The top 10% accounted for about half of total national income in 2007.
But they were only about 40% of total spending. A vigorous jobs recovery
can't be based on 40% of what was spent before the economy collapsed.
What's likely to slow the jobs recovery most, however, is the
indubitable reality that many of the jobs that have been lost will never
return.
The Great Recession has accelerated a structural shift in the economy
that had been slowly building for years. Companies have used the
downturn to aggressively trim payrolls, making cuts they've been
reluctant to make before. Outsourcing abroad has increased dramatically.
Companies have discovered that new software and computer technologies
have made many workers in Asia and Latin America almost as productive as
Americans, and that the Internet allows far more work to be efficiently
moved to another country without loss of control.
Companies have also cut costs by substituting more computerized
equipment for labor. They've made greater use of numerically controlled
machine tools, robotics and a wide range of office software.
These cost-cutting moves have allowed many companies to show profits
notwithstanding relatively poor sales. Alcoa, for example, had $1.5
billion in cash at the end of last year, double what it had on hand at
the end of 2008. It managed this largely by cutting 28,000 jobs, 32% of
its work force. But for workers, there's no return. Those who have lost
their jobs to foreign outsourcing or labor-replacing technologies are
unlikely ever to get them back. And they have little hope of finding new
jobs that pay as well. More than 40% of today's unemployed have been
without work for over six months, a higher proportion than at any time
in 60 years.
The only way many of today's jobless are likely to retain their jobs
or get new ones is by settling for much lower wages and benefits. The
official unemployment numbers hide the extent to which American workers
are already on this downward path. But if you look at income data you'll
see the drop.
Among those with jobs, more and more have accepted lower pay and
benefits as a condition for keeping them. Or they have lost
higher-paying jobs and are now in new ones that pay less. Or new hires
are paid far lower wages than the old. (In January, Ford Motor Co.
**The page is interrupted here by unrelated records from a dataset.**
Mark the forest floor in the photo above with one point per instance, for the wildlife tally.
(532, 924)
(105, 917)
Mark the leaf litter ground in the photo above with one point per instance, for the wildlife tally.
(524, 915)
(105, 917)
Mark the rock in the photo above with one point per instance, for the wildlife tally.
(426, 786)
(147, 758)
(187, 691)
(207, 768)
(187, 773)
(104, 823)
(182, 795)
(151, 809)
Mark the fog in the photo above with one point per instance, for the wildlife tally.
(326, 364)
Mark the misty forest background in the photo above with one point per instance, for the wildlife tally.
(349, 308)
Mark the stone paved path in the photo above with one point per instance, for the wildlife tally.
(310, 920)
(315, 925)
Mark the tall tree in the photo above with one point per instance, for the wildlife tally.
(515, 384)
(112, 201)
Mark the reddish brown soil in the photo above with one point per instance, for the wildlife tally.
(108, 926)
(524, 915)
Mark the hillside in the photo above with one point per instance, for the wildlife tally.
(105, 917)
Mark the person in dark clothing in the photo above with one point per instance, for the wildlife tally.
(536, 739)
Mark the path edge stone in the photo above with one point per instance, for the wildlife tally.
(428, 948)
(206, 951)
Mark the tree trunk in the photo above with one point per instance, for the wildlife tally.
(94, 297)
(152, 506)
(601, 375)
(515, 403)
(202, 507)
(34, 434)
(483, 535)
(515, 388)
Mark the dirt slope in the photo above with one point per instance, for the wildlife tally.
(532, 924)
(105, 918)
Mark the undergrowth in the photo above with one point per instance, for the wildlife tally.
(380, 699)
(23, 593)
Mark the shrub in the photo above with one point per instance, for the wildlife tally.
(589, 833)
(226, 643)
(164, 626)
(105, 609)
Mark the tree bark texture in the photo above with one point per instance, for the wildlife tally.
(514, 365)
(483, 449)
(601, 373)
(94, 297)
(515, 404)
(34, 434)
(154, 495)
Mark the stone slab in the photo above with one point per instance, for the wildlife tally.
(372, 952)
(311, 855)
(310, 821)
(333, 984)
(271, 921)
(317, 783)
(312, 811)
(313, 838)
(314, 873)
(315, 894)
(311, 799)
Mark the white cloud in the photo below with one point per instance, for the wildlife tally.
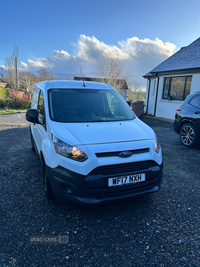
(139, 56)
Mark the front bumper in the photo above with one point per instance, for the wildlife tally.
(93, 188)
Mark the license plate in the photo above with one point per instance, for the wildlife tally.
(129, 179)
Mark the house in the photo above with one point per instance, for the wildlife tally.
(119, 84)
(169, 83)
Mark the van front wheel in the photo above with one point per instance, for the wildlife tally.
(46, 184)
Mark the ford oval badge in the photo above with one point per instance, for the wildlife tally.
(125, 154)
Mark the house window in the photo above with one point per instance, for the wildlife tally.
(177, 88)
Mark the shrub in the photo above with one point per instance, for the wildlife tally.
(4, 93)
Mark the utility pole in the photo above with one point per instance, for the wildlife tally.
(16, 73)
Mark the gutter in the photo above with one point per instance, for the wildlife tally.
(156, 95)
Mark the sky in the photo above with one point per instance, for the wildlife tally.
(65, 36)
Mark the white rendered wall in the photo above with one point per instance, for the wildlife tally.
(195, 83)
(152, 96)
(165, 108)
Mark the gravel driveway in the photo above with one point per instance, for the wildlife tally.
(161, 229)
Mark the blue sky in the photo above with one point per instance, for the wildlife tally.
(66, 35)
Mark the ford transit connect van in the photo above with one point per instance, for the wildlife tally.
(91, 145)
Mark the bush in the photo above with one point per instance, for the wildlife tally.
(2, 103)
(4, 93)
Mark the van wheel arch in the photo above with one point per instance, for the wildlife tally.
(46, 181)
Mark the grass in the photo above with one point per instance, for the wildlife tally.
(11, 111)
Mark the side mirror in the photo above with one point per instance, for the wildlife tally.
(32, 116)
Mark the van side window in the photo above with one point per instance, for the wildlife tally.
(34, 102)
(41, 108)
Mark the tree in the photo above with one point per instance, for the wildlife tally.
(11, 64)
(44, 75)
(110, 70)
(27, 80)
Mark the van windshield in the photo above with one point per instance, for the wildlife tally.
(87, 105)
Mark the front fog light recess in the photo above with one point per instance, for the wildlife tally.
(67, 150)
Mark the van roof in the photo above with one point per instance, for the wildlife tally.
(72, 84)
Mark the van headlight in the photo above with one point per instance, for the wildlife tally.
(157, 146)
(68, 151)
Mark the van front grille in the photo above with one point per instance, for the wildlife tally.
(124, 168)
announced that it would add 1,200 jobs at its Chicago assembly plant but
didn't trumpet that the new workers will be paid half of what current
workers were paid when they began.) Or they have become consultants or
temporary workers whose pay is unsteady and benefits nonexistent.
This shift also helps explain why the
unemployment rate for Americans with college degrees is now only 5%,
while it is 10.5% for those with only a high-school degree, and 15.6%
for Americans with less than a high-school diploma. The jobs of
well-educated Americans, although hardly immune to foreign outsourcing
and technological displacement, have been less vulnerable to these
trends than the jobs of Americans with fewer years of education.
The likelihood, therefore, is that as the economy struggles to
recover and today's jobless begin to find work, the median wage will
continue to fall-as it did between 2001 and 2007, during the last
so-called recovery.
More Americans will be working, but for pay they consider inadequate.
The approaching recovery will be tepid because so many people will lack
the money needed to buy all the goods and services the economy can
produce.
Americans will once again be employed, but they will also be back on
the downward escalator of declining pay they rode before the Great
Recession.
Mr. Reich, professor of public policy at the University of
California at Berkeley and former secretary of labor under President
Clinton, is author of the forthcoming "Aftershock: The Next Economy and
America's Future" (Alfred A. Knopf).